Second, of course, there's the fact that the whole thing flies in the face of how vision actually works.  When you see, it's not because something's going out from your eyes, it's because something's going into your eyes (namely, light reflected from the object you're looking at).  Vision is receptive, not productive.  The ancients didn't get this, and we see this in some relic expressions like to "throw a glance" at someone, and in holdover beliefs such as the "evil eye."  Certainly, the eyes and face can communicate information; a lot of work has been done on the ease with which the human brain picks up on subtle "microexpressions," and how that effects social interaction.  But that's not what Braco's followers think is happening, here.  They really think that some "force" is leaving his body through his eyes, and traveling to you, and changing your mental and/or physical condition.  To which I say: I seriously doubt it.

In any case, if you'd like to see him (or, actually, to have him see you), you can check out his tour schedule at his website.  And because I just have to, here's a photograph of him, screen-capped from his YouTube channel (of course he has a YouTube channel).  I suggest putting on eye protection before looking at this, and whatever you do, don't leave it staring at you for more than seven seconds!  Don't say I didn't warn you.

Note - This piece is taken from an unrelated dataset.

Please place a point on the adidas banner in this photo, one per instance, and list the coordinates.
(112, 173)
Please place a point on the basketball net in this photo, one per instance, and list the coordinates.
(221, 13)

On the other hand, I see from his current schedule that he's currently offering live online Braco Gaze.  If there's anything goofier than the idea that a guy on stage could send something to the audience via his gaze, it's that he could do the same thing virtually through a computer monitor.  It reminds me of the piece I did a while back about "Quantum Downloadable Medicines," wherein you pay money to get a download link that when you click it, allegedly downloads curative medicines directly into you.  How it works is never explained; presumably it realigns the qi of your chakras and increases the quantum frequencies of your harmonic resonant subatomic coupling to the universe.

You can see how that makes perfect sense, right?  

Of course, right.

I do wonder, though, about Braco's live online sessions.  How is this any different from seeing him on television?  If it isn't, do you pay money and then only get seven seconds of Braco Stare?  Or does he put some kind of filter on the webcam so that the dosage won't get too high?  So many questions.

Honestly, though, like I said initially, I kind of wish I'd thought of it first.  It seems an easier way to make a living than to do what I do, which is to write novels and hope like hell someone will read them.  If I could make a living just by staring at people from a stage for a half-hour every few nights, I'd could ditch all the editing and promotion and marketing and so on, and have a great deal more free time than I currently have (not to mention making a great deal more money).  But Braco seems to have cornered the Psychic Stare market, so I'll have to come up with a different angle.  Hey, I know!  Maybe you could just send me a check for a hundred dollars, and I'll gently place my fingertips on your signature for five minutes.  It will communicate healing energy through the psychic link established through your signature.  You'll feel better immediately.  Trust me.